Millions of Americans expect their efforts to save for retirement to be derailed, perhaps permanently, by the coronavirus pandemic. That’s the main takeaway from several surveys released in October that begin to create a snapshot of the retirement landscape in the Covid era.

Workers who have been laid off or had their hours reduced amid the pandemic are particularly concerned about their future, according to the 2020 Wells Fargo Retirement Study, conducted by the Harris Poll. Among workers affected by the pandemic, 70% say they are worried about running out of money in retirement, 61% say they are much more afraid of life in retirement, and 61% say the pandemic took the joy out of looking forward to retirement.

“With individual investors now largely responsible for saving and funding their own retirement, disruptive events and economic downturns can have an outsized impact on their outlook,” said Nate Miles, head of retirement for Wells Fargo Asset Management.

The Wells Fargo poll involved online interviews with 2,660 workers whose employment wasn’t affected by the pandemic, 725 whose employment was negatively affected, 200 investors with at least $1 million in investable assets, and 1,005 retirees.

The survey suggests that many laid-off workers had to dip into their retirement savings. Working men reported median retirement savings of $120,000, double the figure for men who were adversely affected by the pandemic. For women, those figures were $60,000 and $21,000.

The economic downturn has reinforced the importance of Social Security to many Americans’ retirement plans, and made them more concerned about the program’s future, according to the survey. The poll found that 71% of workers, 81% of those negatively affected by Covid-19, and 85% of retirees say the pandemic increased their appreciation of Social Security. Meanwhile, 76% of workers are concerned Social Security will be raided to pay down government debt, and 72% are afraid that it won’t be available when they retire.

Retirement Savings Not a Priority

First National Bank of Omaha, in a separate survey on the pandemic’s financial impact, found that 54% of respondents say the pandemic has had a negative impact on their ability to save for retirement. The poll was conducted online using Survey Monkey and included 1,075 adults spanning across U.S. geographic regions and income levels.

When asked about their financial priority for the rest of 2020, only 6% of respondents said retirement savings, trailing paying off debt (35%), increasing their savings (31%), and increasing their emergency funds (14%).

“Retirement planning is essential, but our results show a shift is occurring, as Americans report an urgent need to pay off current debt and build their emergency fund,” said Sean Baker, First National Bank of Omaha’s executive vice president for the individual customer segment.

Savers Stressed Out, Survey Says

John Hancock Retirement’s seventh annual financial stress survey of retirement plan participants found a sharp rise in savers’ stress level. The share of workers saying they’re experiencing financial stress has climbed to 67% during the pandemic, up from 44% before Covid-19. The share reporting a high level of financial stress has grown to 27% from 11%, according to the survey.

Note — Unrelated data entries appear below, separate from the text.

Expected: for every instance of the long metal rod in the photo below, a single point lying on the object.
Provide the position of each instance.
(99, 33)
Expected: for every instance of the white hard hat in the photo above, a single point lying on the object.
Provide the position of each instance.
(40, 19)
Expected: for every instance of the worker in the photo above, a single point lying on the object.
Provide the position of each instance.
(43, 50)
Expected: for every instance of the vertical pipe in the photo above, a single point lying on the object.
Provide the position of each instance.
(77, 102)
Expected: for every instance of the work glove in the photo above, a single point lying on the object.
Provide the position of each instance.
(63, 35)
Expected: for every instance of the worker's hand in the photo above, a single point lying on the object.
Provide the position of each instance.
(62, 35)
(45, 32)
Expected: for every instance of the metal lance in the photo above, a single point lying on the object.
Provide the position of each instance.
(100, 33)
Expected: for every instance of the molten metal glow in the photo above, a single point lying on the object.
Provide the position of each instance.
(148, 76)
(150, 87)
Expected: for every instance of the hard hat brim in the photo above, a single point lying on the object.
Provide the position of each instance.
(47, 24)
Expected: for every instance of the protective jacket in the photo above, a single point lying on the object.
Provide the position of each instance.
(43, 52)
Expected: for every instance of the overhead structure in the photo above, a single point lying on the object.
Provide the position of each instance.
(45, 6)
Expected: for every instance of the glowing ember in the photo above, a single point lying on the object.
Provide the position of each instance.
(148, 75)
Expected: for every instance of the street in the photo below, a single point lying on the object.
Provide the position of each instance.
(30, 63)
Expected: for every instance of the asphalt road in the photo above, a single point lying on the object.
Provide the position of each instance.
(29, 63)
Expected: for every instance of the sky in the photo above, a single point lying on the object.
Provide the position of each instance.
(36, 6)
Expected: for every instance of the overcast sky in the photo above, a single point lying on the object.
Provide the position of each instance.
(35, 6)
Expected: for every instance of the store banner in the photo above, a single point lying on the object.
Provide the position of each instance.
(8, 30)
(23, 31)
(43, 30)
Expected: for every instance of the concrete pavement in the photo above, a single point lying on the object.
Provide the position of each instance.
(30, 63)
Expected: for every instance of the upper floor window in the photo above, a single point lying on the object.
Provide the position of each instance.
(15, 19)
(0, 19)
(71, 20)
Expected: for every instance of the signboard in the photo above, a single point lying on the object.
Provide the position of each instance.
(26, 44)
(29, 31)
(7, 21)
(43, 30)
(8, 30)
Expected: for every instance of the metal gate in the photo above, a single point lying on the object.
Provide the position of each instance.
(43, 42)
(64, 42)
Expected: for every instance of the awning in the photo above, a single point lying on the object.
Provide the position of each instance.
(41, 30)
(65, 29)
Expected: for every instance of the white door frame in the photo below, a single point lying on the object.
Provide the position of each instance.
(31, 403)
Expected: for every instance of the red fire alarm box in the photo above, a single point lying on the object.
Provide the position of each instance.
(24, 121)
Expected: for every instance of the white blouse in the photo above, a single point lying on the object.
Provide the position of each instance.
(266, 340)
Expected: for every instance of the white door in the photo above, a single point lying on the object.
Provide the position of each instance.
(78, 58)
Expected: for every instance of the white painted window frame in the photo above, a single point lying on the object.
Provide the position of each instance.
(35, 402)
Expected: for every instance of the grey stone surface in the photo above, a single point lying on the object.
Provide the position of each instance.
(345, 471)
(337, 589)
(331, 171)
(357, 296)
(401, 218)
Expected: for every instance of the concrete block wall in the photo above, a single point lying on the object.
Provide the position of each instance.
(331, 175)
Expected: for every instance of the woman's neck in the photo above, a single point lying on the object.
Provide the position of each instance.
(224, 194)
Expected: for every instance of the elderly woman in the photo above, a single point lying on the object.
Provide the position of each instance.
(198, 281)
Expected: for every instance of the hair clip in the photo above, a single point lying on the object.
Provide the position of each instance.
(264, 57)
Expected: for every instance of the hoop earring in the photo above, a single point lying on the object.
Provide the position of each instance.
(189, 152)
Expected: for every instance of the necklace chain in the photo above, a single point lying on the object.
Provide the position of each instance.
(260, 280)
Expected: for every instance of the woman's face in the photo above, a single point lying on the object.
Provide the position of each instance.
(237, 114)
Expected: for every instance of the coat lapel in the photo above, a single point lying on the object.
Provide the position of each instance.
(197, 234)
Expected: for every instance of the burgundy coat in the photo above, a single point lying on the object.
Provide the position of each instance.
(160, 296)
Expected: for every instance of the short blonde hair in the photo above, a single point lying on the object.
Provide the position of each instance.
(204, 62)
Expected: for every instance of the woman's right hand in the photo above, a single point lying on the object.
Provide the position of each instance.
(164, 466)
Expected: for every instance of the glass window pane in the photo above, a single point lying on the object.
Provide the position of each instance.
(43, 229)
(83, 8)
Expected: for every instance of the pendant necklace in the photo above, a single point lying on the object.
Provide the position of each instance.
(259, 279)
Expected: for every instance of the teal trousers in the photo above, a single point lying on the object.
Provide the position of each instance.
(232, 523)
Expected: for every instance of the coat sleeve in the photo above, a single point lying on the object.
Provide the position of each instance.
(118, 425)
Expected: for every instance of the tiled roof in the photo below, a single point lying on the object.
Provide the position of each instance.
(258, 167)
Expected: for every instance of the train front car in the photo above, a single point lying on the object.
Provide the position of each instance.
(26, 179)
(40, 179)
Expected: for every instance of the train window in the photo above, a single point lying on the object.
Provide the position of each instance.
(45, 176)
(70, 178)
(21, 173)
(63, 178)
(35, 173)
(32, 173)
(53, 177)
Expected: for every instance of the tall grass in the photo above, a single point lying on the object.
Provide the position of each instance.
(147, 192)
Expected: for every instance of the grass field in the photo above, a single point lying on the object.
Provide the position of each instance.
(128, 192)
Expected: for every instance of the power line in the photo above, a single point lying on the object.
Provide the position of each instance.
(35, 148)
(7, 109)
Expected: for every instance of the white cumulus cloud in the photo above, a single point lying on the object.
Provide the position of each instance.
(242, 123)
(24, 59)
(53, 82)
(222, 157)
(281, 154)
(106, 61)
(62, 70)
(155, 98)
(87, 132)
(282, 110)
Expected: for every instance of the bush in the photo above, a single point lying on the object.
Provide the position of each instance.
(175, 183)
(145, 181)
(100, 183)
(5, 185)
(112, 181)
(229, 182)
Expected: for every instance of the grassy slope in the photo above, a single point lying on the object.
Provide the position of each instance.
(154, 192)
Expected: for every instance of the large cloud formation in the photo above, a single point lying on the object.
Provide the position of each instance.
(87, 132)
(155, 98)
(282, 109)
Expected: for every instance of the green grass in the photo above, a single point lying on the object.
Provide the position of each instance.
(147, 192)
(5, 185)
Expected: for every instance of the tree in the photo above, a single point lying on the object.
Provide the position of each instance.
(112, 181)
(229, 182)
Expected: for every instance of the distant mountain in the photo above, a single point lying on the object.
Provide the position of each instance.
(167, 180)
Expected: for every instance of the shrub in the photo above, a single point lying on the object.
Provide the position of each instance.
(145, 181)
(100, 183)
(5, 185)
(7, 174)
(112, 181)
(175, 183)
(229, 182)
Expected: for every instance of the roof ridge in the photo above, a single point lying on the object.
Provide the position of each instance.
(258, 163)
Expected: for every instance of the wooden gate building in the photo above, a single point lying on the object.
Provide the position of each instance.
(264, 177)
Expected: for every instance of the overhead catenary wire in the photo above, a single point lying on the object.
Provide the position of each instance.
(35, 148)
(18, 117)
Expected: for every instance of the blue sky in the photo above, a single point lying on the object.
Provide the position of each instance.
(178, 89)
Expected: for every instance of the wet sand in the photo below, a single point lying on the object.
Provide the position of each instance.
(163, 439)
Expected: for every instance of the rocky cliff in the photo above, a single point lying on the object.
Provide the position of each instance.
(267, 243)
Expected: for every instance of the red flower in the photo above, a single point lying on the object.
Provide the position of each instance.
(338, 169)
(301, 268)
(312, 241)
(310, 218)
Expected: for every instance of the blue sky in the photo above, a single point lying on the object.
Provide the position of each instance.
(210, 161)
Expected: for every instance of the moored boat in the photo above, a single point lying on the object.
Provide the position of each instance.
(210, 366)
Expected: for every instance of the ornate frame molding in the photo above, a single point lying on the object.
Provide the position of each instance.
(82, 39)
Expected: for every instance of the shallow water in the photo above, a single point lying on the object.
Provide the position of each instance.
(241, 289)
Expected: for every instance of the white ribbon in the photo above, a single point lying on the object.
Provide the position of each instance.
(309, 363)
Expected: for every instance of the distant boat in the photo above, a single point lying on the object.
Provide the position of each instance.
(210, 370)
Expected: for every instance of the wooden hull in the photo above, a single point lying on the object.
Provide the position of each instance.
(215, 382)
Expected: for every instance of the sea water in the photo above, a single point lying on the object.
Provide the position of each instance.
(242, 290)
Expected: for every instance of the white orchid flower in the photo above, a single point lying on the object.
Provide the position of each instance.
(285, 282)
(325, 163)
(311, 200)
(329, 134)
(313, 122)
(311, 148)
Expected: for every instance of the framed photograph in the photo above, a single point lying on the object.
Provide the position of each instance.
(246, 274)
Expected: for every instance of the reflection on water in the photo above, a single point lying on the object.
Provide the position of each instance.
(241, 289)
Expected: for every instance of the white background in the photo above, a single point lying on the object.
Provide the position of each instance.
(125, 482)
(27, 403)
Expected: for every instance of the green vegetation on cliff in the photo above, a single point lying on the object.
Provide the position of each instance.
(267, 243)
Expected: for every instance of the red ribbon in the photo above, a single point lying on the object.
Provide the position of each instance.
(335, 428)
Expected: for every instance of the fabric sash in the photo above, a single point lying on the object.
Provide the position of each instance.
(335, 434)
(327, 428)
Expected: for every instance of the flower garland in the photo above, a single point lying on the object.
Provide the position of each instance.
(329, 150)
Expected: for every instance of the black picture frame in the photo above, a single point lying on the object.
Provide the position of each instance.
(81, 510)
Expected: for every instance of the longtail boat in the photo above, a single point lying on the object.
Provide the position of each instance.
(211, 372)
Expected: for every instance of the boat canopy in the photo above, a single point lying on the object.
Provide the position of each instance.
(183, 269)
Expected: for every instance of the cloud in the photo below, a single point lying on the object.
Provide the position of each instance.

The poll was conducted by Greenwald & Associates and involved an online survey of 589 John Hancock Retirement plan participants and 1,026 plan members in Canada.

Of the key stressors respondents cited when asked about their financial concerns, not having enough saved for retirement ranked second, behind concerns about the current state of the economy.

A Moment for Annuities?

According to a survey from Alliance for Lifetime Income, an annuities advocacy group, 49% of workers are concerned their retirement savings and income won’t last through retirement. Among households with annuities and pensions, however, the survey found that 78% expect their income to last throughout retirement, compared with 41% of households that lack “protected” income.

The third annual Protected Lifetime Income Study, based on interviews with 3,036 U.S. adults ages 25 to 74 in August, also found that the percentage of “protected” U.S. households – those with a pension or annuity to supplement Social Security benefits – increased for the first time. That figure grew to 40% this year from 37% in 2019, an increase of roughly 3.1 million households driven largely by annuity purchases, the study’s authors conclude.

“Our research shows the pandemic and resulting market and economic conditions have triggered what we are calling a ‘retirement reset,’ forcing Americans to rethink their retirement plans and protect their retirement income,” said Jean Statler, chief executive of the Alliance for Lifetime Income.